What Caused The End Of The Bretton Woods Agreement


Together, these three measures led to a rapid renegotiation of the Bretton Woods system, culminating in the 1971 Smithsonian AgreementA, which sought to save the Bretton Woods system. December 1971. In this agreement, non-reserving countries agreed to an average revaluation of their currency against the dollar of 8% on average, in exchange for the abolition of the import premium. They also increased the range of values by 1% to 2.25 per cent. Revaluations have, of course, “devalued” the dollar. The United States also devalued dollars in terms of gold, bringing the price to $38 per ounce. However, since the United States did not agree to reopen the golden window, the change in the price of gold made no sense. The Bretton Woods exchange rate system was an imperfect system that has suffered many pressures in its history. Yet, for nearly thirty years, it has reached fixed exchange rates among its members.

In Benjamin Cohen`s article, you will find a more detailed, if brief, presentation of the history of the system. Benjamin Cohen, Bretton Woods System, The agreement created the World Bank and the International Monetary Fund (IMF), U.S.-backed organizations, to oversee the new system. Hyperinflation has caused the value of money to fall so dramatically that, in some cases, people need wheelbarrows full of money to buy a loaf of bread. The Bretton Woods countries have decided not to give the IMF the power of a global central bank. Instead, they agreed to contribute to a solid pool of national currencies and gold, which would be held by the IMF. Each member country of the Bretton Woods system then had the right to borrow as part of its dues, which it needed. The IMF was also responsible for implementing the Bretton Woods agreement.

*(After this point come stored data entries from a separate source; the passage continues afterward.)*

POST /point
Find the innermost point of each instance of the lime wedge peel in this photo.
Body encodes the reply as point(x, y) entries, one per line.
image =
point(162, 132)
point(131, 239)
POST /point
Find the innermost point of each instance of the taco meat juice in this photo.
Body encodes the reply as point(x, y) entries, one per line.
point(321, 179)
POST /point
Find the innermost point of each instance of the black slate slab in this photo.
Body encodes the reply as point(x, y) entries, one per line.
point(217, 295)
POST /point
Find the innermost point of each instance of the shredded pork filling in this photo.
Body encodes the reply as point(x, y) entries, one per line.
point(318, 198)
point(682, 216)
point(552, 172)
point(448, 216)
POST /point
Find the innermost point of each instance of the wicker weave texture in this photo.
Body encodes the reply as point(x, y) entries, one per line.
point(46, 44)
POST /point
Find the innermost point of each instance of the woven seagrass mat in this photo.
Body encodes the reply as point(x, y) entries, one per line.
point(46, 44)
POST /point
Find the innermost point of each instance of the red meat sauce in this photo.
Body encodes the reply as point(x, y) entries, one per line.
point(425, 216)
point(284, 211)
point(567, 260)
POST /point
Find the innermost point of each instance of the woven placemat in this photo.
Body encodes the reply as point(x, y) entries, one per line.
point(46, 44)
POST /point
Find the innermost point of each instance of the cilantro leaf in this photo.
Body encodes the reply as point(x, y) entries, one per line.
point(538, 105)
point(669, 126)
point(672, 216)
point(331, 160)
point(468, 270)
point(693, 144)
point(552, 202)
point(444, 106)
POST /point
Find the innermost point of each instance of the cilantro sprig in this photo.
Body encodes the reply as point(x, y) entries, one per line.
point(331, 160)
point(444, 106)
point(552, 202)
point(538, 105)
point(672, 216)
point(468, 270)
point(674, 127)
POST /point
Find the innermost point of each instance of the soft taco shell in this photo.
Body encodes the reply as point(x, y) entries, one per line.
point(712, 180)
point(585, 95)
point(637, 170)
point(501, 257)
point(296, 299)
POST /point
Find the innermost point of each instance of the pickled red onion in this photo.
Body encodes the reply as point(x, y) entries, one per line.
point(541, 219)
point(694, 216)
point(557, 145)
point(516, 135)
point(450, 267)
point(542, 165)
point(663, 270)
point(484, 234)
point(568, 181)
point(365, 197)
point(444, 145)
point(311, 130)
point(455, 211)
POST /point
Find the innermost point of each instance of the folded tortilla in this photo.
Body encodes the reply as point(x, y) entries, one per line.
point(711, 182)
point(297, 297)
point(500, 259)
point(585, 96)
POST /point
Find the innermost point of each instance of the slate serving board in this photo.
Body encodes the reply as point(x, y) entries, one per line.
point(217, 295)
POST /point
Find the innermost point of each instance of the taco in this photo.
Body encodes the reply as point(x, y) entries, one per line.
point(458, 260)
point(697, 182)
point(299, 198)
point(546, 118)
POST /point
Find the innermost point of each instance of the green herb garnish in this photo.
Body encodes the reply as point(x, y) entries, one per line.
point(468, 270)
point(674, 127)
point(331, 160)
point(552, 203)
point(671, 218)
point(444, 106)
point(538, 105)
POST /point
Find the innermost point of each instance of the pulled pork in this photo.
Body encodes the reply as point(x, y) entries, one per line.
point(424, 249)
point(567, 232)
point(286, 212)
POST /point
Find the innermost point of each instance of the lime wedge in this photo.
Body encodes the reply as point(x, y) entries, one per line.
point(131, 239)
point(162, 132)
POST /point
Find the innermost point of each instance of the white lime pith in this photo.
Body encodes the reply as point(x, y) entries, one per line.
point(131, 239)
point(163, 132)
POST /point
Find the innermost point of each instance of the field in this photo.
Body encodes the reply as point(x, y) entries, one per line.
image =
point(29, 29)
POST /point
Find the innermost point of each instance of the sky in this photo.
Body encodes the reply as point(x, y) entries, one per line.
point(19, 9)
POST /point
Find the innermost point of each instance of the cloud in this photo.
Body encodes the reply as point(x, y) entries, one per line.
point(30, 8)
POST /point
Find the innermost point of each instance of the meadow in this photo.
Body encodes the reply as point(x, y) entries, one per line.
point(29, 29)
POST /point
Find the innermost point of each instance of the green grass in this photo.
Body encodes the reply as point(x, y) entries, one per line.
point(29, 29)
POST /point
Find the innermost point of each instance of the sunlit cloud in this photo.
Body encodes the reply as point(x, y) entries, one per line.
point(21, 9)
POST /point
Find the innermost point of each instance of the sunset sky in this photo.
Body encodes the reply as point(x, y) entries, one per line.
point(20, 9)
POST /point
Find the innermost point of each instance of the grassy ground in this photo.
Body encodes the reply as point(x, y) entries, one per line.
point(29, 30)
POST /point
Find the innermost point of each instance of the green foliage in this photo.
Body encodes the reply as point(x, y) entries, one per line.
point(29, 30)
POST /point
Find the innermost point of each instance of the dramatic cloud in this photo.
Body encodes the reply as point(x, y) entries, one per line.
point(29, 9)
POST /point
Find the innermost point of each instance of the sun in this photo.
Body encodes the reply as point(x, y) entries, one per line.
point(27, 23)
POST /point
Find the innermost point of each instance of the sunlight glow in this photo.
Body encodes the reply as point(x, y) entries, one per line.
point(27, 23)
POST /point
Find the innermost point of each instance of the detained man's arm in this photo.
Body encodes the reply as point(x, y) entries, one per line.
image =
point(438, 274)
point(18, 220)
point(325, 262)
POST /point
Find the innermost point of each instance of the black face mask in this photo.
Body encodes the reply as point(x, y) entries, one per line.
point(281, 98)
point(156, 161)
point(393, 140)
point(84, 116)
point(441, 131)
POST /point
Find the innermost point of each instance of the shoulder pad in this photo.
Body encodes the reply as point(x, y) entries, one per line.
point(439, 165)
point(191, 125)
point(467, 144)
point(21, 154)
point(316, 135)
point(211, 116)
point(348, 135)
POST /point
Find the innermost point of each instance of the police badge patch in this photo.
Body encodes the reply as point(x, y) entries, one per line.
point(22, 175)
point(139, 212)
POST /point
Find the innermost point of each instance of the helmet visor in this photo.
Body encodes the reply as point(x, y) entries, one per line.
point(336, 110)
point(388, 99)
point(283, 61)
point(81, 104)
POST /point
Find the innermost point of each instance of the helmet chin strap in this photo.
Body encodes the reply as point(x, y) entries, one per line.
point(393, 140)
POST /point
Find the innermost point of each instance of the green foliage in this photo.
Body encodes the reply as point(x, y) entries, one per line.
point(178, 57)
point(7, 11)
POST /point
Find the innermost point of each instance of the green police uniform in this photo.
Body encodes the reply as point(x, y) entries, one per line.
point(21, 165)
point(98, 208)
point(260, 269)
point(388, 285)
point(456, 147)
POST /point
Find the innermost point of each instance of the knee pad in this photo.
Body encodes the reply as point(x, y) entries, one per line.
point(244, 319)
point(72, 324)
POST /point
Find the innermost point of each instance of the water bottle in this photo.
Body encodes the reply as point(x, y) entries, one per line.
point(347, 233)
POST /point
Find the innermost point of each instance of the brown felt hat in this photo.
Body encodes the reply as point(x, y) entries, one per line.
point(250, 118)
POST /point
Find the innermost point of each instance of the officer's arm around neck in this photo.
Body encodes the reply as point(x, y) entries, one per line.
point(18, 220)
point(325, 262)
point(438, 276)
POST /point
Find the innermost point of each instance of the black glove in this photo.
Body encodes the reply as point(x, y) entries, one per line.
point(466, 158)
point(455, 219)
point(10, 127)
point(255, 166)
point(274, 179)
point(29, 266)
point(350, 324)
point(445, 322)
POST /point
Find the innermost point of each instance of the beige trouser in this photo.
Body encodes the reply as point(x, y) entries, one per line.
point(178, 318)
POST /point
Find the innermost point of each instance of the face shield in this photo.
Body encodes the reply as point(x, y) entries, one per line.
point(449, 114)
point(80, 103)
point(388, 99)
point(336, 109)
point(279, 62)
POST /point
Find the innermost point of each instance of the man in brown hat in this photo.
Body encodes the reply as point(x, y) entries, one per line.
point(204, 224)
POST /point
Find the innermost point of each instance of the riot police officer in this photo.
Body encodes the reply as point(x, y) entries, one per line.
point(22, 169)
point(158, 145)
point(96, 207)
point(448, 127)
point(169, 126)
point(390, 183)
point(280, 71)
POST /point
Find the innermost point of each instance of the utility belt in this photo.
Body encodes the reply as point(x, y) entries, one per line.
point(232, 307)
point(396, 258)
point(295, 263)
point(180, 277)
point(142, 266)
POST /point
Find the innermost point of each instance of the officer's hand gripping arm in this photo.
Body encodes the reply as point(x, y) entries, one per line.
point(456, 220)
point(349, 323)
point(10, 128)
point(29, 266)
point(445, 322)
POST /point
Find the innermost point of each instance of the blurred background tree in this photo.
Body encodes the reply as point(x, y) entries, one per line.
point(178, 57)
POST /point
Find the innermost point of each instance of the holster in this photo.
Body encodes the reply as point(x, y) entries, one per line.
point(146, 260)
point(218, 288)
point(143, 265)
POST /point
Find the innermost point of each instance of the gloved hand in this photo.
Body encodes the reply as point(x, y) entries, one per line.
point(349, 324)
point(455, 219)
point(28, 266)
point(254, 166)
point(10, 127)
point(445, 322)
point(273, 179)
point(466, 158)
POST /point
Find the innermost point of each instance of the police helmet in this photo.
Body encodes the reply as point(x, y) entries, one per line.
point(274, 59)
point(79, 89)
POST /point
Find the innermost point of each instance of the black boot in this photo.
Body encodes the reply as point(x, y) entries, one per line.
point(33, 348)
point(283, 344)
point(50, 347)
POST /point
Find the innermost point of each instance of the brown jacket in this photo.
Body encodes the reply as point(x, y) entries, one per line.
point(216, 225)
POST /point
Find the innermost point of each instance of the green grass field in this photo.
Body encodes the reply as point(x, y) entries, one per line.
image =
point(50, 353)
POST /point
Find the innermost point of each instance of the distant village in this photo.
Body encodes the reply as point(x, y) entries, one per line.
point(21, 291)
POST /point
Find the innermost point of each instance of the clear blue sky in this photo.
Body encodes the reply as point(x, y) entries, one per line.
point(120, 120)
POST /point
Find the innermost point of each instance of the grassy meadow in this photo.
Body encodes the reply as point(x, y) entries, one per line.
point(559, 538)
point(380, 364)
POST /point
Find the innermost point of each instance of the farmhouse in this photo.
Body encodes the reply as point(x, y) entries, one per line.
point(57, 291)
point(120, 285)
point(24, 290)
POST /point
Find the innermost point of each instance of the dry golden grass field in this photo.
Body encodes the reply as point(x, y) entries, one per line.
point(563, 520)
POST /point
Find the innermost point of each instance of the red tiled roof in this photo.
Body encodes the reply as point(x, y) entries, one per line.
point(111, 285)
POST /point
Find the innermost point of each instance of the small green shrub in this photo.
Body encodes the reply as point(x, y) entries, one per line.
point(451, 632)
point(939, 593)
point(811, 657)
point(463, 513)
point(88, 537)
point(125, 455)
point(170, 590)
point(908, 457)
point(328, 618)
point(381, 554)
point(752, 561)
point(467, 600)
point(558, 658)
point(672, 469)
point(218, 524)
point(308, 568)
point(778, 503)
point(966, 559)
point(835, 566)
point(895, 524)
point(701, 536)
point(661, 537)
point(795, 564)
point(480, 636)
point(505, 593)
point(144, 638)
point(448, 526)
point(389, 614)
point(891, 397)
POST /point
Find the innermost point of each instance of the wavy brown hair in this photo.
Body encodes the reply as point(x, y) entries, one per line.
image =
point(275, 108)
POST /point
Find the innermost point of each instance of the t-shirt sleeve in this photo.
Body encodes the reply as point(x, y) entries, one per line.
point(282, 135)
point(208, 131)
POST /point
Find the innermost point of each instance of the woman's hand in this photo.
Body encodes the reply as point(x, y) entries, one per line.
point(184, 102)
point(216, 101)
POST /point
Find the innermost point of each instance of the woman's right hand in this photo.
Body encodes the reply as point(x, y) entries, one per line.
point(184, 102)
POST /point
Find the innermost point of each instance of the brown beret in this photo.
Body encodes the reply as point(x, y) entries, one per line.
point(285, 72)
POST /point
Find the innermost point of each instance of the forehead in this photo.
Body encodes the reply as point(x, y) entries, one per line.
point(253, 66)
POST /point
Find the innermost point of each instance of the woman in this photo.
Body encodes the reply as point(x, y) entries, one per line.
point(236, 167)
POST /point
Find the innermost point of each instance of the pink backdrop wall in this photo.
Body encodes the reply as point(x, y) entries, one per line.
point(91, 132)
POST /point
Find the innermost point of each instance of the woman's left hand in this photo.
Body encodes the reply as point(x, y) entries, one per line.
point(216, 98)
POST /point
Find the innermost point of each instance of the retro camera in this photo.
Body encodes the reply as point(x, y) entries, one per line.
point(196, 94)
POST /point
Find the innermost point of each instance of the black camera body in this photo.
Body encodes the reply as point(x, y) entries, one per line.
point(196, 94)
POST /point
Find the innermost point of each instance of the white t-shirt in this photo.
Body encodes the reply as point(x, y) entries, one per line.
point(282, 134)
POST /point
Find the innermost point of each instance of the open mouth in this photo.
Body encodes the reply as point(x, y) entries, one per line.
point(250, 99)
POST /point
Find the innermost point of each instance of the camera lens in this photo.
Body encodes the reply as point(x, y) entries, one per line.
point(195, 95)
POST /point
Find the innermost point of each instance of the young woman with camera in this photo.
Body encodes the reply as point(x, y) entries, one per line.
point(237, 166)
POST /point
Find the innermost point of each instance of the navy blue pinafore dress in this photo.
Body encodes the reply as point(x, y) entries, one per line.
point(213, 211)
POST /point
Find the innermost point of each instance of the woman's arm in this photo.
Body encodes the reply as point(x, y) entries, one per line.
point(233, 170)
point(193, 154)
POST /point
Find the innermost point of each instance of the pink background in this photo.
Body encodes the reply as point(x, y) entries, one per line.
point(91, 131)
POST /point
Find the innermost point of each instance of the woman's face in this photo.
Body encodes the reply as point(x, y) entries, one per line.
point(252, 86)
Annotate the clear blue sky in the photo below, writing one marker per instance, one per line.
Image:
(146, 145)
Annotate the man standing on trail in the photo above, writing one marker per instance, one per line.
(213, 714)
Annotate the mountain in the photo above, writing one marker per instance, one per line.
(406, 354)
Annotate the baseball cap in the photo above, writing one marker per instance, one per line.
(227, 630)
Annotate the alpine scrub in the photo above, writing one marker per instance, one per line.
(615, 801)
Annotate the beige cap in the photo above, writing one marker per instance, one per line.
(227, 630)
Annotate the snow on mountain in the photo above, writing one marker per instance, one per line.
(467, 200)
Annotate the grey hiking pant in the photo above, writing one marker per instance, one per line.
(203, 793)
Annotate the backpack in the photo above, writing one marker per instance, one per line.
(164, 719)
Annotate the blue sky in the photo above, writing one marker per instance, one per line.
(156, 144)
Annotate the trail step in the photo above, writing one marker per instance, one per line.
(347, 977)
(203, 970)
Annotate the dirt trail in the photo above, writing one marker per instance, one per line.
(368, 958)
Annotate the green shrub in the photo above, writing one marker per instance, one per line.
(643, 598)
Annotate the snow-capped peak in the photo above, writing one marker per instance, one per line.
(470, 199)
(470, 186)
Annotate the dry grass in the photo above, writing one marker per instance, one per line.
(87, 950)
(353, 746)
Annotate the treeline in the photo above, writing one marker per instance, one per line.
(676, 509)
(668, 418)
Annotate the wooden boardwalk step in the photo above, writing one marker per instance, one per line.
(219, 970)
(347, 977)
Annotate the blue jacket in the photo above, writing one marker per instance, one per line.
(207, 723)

In response to a dangerous loss of value caused by excessive currency circulation, President Nixon began to defy the value of the dollar`s gold. Nixon devalued the dollar at 1/38 of an ounce of gold and then at 1/42 of an ounce. There was broad consensus among powerful nations that the lack of exchange rate coordination during the interwar period had exacerbated political tensions. This facilitated the decisions of the Bretton Woods conference. In addition, all the Bretton Woods governments agreed that the monetary chaos of the interwar period had brought some valuable lessons. As chief international economist at the U.S. Treasury, Harry Dexter White designed the U.S. Cash Access Project in 1942/44, which rivaled Keynes`s plan for the British Treasury.

Overall, White`s system tended to favour incentives to create price stability in the world`s economies, while Keynes wanted a system that promoted economic growth. The “collective agreement was a huge international undertaking,” which took two years before the conference to prepare for it.